Causa | Competência | Instrumento | Efeitos sobre a condenação | Aplicabilidade ao tráfico de drogas (inclusive privilegiado) |
|---|
Anistia | União (Poder Legislativo com sanção presidencial) | Lei formal | Extingue a punibilidade retroativamente, apagando todos os efeitos penais (principais e secundários); efeitos extrapenais podem subsistir (ex.: reparação de dano) | Vedada (Lei 8.072/1990, art. 2º, I) |
Graça | Presidente da República (competência privativa, delegável) | Decreto presidencial | Extingue apenas a pena imposta (efeito penal principal); mantém efeitos penais secundários (ex.: reincidência, antecedentes) e extrapenais | Vedada (Lei 8.072/1990, art. 2º, I) |
Indulto | Presidente da República (competência privativa, delegável) | Decreto presidencial | Extingue apenas a pena imposta (efeito penal principal); mantém efeitos penais secundários (ex.: reincidência, antecedentes) e extrapenais | Vedada (Lei 8.072/1990, art. 2º, I) |
Alternativa A — ❌ Incorreta
A anistia é concedida mediante lei (ato do Poder Legislativo com sanção presidencial), e não por decreto do Presidente da República. A competência para legislar sobre anistia é da União, mas o instrumento é a lei formal, não decreto autônomo. A afirmativa erra ao descrever o veículo normativo.
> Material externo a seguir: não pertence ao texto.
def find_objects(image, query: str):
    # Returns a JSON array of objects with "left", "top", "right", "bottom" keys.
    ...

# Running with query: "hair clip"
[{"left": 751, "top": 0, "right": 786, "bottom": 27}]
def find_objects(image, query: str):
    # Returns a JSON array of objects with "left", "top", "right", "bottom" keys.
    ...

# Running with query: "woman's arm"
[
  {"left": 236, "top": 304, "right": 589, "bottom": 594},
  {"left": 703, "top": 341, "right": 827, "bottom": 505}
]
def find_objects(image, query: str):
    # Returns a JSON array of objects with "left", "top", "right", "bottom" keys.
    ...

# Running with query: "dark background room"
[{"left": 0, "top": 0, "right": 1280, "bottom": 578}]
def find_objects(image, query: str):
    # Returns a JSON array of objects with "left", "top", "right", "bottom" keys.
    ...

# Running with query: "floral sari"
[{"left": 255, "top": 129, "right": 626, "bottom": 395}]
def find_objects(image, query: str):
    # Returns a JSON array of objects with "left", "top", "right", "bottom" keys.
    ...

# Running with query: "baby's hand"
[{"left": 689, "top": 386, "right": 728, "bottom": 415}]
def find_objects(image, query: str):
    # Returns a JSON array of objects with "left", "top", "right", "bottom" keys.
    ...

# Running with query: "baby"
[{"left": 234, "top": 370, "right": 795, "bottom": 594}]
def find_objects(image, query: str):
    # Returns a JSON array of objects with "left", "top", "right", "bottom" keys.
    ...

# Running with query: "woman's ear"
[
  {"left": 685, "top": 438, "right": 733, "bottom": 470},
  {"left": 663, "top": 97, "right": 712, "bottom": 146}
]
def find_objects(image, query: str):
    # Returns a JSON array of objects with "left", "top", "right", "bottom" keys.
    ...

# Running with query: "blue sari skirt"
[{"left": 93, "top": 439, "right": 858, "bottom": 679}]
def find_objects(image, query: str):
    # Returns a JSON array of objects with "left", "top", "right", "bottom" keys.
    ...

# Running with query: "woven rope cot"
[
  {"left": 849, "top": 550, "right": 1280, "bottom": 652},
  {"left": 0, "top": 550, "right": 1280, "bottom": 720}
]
Alternativa B — ❌ Incorreta
O indulto e a graça extinguem apenas a pena imposta (efeito penal principal), mas não eliminam todos os efeitos penais da condenação. Permanecem efeitos secundários como a reincidência (art. 63 do CP) e os antecedentes criminais. A afirmação de que extinguem "todos os efeitos penais" é exagerada e juridicamente incorreta.
Alternativa C — ❌ Incorreta
O tráfico ilícito de entorpecentes, inclusive na forma privilegiada (art. 33, §4º, da Lei 11.343/2006), é considerado crime equiparado a hediondo e, por força de lei, insuscetível de anistia, graça e indulto, conforme expressamente previsto:
Art. 2Lei-8072
Art. 2º — "Os crimes hediondos, a prática da tortura, o tráfico ilícito de entorpecentes e drogas afins e o terrorismo são insuscetíveis de:
I — anistia, graça e indulto ..."
Portanto, a afirmação de que o indulto seria cabível, mas a graça não, é duplamente equivocada: ambos são vedados.
Alternativa D — ❌ Incorreta
A anistia opera efeitos retroativos e extingue a punibilidade desde o fato, apagando todos os efeitos penais (principais e secundários) e até mesmo alguns efeitos extrapenais (como a obrigação de reparar o dano pode subsistir, mas a condenação é anulada). A afirmativa de que ela retira apenas os efeitos penais principais é contrária à natureza da anistia, que é a mais ampla causa extintiva.
Alternativa E — ✅ Correta ⟵ GABARITO
A competência para conceder indulto e graça é privativa do Presidente da República (CF, art. 84, XII). A Constituição, no parágrafo único do art. 84, permite que o Presidente delegue essa atribuição a outras autoridades (como Ministros de Estado), desde que previstas no texto constitucional. A afirmativa está em perfeita consonância com o regime constitucional.